Wednesday, July 22, 2009

The Vagaries of Language: Two Accounts

Tricky business, language. Two illustrations. First, a discussion of how folks in the Italian corner of Switzerland manage "dialect":
Dialect...in Italian Switzerland...runs along the edges of social divisions, age, sex and class in fascinating and complex ways. ...Dialect is the language of neighbourliness and the commune, but ... its use reflects very subtle canons of social behaviour. The country man or woman in a city shop may use dialect with impunity, but the middle-class city-dweller wil use Italian, certainly at first, less the shop girl feel insulted by such excessive familiarity. Similarly, the middle-class city dweller who returns to the village of his origin would give even greater offence if he did not speak dialect from the beginning.

...In traditional middle-class families, parents speak dialect with each other, as do the children, but children speak to parents and parents to children in Italian. ... Teachers chat in dialect int he common room but speak Italian to pupils in the classroom and in all other encounters. Children speak dialect among themselves and, of course, Italian to teachers. ... [In one research study] the boys spoke dialect among themselves but Italian to the girls, and the girls dialect among themselves but Italian to the boys. ... Adult men use dialect more than adult women, especially in towns and cities. ... Italian is the language of public life and dialect the language of private social relations. Hence it is not surprising that, as soon as a political organization or government body becomes larger than, say, twenty people, which it will generally not do on village level, Italian replaces dialect
--Jonathan Steinberg, Why Switzerland? 143-4 (2d ed. 1996)

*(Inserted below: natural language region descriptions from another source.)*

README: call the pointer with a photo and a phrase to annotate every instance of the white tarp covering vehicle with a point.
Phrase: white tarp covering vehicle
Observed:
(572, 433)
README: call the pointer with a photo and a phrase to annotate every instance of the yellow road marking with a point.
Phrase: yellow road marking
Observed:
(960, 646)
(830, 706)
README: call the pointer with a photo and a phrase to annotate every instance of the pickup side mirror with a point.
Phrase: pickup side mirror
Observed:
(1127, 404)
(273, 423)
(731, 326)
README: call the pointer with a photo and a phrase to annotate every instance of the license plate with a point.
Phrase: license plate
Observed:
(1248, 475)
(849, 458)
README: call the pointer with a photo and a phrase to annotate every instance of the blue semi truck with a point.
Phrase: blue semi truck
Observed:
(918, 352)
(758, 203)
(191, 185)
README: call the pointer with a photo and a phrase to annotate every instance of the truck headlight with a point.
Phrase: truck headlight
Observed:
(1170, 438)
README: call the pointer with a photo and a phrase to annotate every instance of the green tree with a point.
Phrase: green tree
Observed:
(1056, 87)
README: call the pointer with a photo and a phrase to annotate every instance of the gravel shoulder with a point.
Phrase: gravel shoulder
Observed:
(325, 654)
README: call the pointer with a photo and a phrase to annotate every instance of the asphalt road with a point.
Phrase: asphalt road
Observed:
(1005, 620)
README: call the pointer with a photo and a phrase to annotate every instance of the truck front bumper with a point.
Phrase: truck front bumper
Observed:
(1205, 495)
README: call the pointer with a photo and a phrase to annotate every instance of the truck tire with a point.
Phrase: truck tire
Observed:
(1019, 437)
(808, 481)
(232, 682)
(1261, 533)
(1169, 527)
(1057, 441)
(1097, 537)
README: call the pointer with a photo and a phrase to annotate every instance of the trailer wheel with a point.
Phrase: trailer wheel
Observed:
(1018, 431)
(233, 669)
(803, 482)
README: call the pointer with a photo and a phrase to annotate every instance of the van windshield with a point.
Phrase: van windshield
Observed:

And here, a more straightforward of all solutions, from the most British of azll 20th Century political leaders, India's Jawarhalal Nehru (Harrow, Cambridge, Inner Temple), who spoke English far more easily than he spoke any Indian language:
In any discussion Nehru would listen carefully to his interlocutor's accent, then carefully calibrate his own so that it would sound at least one social cut above.